While it’s uncomfortable to admit a nagging sense of longing for 2009, it’s authentic. Rapid-fire technology changes and digital distractions mean that since 2009, time has flown by, inviting us to altogether give up on the traditional way we ought to receive music and make it meaningful to our lives. 2009 music is still fresh, but so much noise, news and static can lead to a disconnect in the very real relationship needed for fans and artists. What’s important about real music made by real musicians, of singers as emotive and skilled and yet natural sounding as Wennerstrom, who can imbue “oooh”s and “whoa”s with as much truth as inside a biting line of poetry, is their out-of-time-ness and resistance to musical fads and trends. Real music has always risen above – not below – the commercial drag of its particular era. Heartless Bastards, across five solid albums, sounded fresh in the new Millennium because it was, at that moment. But it was really classic, timeless, for it was real music. The “new music” was – and still is – suspended somewhere in the realm of indie rock, garage rock and country rock – the genres that never give up their instruments and always keep us rooted to the earth. Keep us honest. Bring us back when dark forces dominate the charts. Speak to worldwide audiences on primal levels.

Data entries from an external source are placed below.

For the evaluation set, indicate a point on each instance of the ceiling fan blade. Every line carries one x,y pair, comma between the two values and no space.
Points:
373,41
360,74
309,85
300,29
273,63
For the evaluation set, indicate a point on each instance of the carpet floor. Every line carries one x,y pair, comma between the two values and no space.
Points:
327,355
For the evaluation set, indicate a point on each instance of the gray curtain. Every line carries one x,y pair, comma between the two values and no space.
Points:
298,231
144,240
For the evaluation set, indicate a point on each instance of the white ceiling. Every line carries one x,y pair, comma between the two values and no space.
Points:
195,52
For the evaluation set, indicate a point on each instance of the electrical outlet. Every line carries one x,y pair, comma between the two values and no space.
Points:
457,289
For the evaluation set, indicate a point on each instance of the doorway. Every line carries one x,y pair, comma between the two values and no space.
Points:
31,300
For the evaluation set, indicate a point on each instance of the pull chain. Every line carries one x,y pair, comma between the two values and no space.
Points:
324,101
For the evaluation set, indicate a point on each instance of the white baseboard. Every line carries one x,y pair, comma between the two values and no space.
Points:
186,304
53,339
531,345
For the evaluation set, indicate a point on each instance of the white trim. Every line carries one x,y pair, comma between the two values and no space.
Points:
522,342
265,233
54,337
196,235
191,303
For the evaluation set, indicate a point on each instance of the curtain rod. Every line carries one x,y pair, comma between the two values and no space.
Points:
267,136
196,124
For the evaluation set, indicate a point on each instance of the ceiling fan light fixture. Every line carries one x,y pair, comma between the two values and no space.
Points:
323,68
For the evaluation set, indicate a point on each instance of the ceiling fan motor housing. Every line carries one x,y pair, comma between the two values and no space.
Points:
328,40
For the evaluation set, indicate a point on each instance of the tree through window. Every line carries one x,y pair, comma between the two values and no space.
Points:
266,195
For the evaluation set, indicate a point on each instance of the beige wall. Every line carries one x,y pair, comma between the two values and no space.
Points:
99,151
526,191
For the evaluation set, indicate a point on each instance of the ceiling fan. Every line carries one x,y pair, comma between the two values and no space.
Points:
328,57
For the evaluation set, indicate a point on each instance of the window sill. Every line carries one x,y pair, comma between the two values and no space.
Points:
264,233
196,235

There is a full band supporting the solo material, a well-rounded sound that is full-bodied yet leaves more room for vocals and words to shine than perhaps the Heartless Bastards did when we saw them in Toronto some years ago. At that moment, vocals were regularly mixed a little low, full of cool ambiguity and mystery. Now, the clarity of voices is needed in this world, in a time where ambiguity colours every news headline. Our artists are still saving us from deafening, un-artful noise. Voices who can and will soar with clarity in the face of this are to be treasured.

Tonight, one of the most spectacular voices in rock music today (ever) sings a tight set including brand new songs “Twisted Highway” and the intimate “Extraordinary Love” which take on introspective, personal themes. Diehard fans of the Truckers on their double-digits in concerts nod approvingly and get into the music which is loud, irresistible and gently powerful. In between songs, as well, Wennerstrom reminds us to love ourselves (underscored with a song called “Be Good to Yourself”) and to consciously practice love: timeless, poignant messages that always feel more resonant coming from a lit stage and a trusted voice than the one inside our heads. We don’t ignore such messages when we are out listening to spectacular live music brought to our door. Instead, we cheer.

Erika Wennerstrom is currently on tour with Drive-By Truckers throughout the U.S.